Multiple sclerosis (MS) is an autoimmune disease affecting more than 2.3 million people around the world. The condition attacks myelin, or the waxy coat around nerves, and compromises the nerves’ ability to transmit messages.
Over time, as the nerves’ function is steadily reduced, a range of symptoms — including problems with vision, muscle weakness, difficulty walking, and issues with balance and coordination — develop.
Current treatment focuses on preventing the immune system from causing further damage, and as it stands, no drugs can repair the damaged myelin.
Discovering a medication capable of rebuilding the damaged myelin would be a huge step forward. And according to the latest study, this may be just around the corner.
New MS drug on the horizon?
In 2014, studies carried out by Prof. Jonah R. Chan at the University of California, San Francisco showed that clemastine fumarate may be a candidate for the treatment of MS.

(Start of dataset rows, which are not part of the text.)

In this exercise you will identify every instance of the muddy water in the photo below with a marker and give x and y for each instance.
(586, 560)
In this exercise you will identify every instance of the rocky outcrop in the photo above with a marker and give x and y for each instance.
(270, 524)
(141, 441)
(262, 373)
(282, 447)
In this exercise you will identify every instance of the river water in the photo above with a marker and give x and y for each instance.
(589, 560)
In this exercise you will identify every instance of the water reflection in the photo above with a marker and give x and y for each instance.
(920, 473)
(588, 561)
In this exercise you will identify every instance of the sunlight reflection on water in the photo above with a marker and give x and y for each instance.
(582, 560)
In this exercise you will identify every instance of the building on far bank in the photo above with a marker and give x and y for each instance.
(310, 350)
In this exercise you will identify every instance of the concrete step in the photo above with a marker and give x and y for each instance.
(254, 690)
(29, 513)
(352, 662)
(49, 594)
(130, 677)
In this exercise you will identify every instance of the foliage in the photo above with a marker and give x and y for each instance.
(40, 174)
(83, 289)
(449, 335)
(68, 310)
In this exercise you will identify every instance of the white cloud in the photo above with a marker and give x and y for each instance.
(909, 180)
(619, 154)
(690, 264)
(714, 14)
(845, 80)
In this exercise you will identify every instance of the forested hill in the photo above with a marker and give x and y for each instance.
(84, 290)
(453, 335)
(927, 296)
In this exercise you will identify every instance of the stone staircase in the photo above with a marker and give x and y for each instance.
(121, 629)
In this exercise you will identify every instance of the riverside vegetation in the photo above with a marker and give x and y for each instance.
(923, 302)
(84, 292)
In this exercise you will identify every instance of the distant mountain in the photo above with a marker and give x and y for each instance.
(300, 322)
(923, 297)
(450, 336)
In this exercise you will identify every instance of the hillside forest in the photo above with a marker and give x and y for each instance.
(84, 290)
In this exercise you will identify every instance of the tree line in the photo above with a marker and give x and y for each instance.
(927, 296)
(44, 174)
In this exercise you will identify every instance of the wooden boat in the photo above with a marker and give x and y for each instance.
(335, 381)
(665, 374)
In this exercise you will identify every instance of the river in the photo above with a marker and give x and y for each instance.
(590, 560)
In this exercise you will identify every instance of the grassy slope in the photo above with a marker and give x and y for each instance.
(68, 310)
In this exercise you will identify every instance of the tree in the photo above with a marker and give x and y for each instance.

Because of the potential importance of the findings, the drug quickly progressed to clinical trials. This week, the results from a phase II clinical trial on clemastine fumarate are published in The Lancet.
Clemastine fumarate was first approved by the Food and Drug Administration (FDA) in 1977. It is an antihistamine medication for allergies and has been available over the counter since 1993. Its potential to treat MS is therefore as surprising as it is welcome.
According to principal investigator Dr. Ari Green, “To the best of our knowledge, this is the first time a therapy has been able to reverse deficits caused by MS. It’s not a cure, but it’s a first step toward restoring brain function to the millions who are affected by this chronic, debilitating disease.”